Mamma mia

Racconto per il concorso "300 Parole Per Un Incubo", 2008 - edizione 7

“Mamma ti prego ho freddo. Ho anche tanta fame” implorava Francesco.
Mara non disse nulla.
“Mamma! Dai ti prego vieni giù a slegarmi” insistette suo figlio urlando dalla taverna “Che ne dici? Mangio qualche cosa e poi mi metto a fare i compiti, va bene mamma?”
Mara non avrebbe mai sottoposto Francesco ad esorcismi le parevano torture inutili.
Non ricevendo risposta l’essere si lasciò andare a turpiloqui in lingue che Mara non aveva mai udito.
Diede un bacio ad una foto che li ritraeva felici in riva al lago, bagnandola con delle lacrime di amore, tristezza, rabbia ed odio.
Girò la chiave nel chiavistello della porta che portava in taverna e cominciò a scendere lentamente i primi gradini senza accendere la luce e tenendo ben stretta nella mano sinistra una torcia ed un fucile nella destra.

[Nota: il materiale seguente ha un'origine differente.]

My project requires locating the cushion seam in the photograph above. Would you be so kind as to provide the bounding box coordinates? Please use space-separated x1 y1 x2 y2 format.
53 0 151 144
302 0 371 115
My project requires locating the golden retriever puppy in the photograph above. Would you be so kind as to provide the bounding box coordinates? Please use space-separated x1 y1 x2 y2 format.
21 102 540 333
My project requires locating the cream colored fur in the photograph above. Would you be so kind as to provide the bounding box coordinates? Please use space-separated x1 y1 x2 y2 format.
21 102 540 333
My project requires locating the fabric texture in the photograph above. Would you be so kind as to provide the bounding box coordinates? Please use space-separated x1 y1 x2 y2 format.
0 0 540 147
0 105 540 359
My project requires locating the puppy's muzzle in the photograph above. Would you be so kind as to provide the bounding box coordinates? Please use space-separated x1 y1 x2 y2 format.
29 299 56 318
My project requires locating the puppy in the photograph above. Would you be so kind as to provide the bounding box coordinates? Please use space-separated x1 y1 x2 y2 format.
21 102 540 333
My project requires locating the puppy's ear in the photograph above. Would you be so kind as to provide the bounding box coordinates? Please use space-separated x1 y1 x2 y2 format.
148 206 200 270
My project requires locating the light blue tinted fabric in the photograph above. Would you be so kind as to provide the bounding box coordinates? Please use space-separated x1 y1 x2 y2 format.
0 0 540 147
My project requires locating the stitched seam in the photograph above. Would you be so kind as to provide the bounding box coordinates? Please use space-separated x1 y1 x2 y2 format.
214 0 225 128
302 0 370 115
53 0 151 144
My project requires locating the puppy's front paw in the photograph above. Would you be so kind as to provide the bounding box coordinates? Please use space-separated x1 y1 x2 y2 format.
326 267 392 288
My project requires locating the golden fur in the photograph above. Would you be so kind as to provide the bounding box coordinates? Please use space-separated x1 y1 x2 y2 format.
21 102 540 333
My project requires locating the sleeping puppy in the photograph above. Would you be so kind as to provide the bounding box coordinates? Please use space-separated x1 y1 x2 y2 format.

“Mamma sei tu?” chiese l’essere\figlio “Mamma queste catene mi fanno molto male. Me le levi? Cosi posso uscire a giocare un po’!”
Sempre in silenzio Mara giunse alla fine degli scalini, intravedeva nell’oscurità la piccola e gracile sagoma di suo figlio seduto ed immobilizzato su di una sedia. Dopo l’ennesima preghiera, questa volta rivolgendosi al Signore affinché la perdonasse, Mara caricò il fucile ed accese la torcia.
“Che vuoi fare col fucile Mamma? Non fare cazzate. Non puoi ammazzare tuo figlio.” Esclamò l’essere. Mara avanzò senza badare a nulla, senza badare al sangue che grondava dalla testa di suo figlio a forza di sbatterla contro il muro, senza badare ai pantaloni bagnati e sporchi di escrementi e soprattutto senza badare alla bocca di Francesco, che sputava frasi incomprensibili, con voci differenti, rigurgitando liquido giallastro.
Mara, ormai prossima a suo figlio, spense la torcia e continuando a pregare il Signore per il suo perdono gli esplose tre colpi in viso, liberandolo per sempre dal Maligno.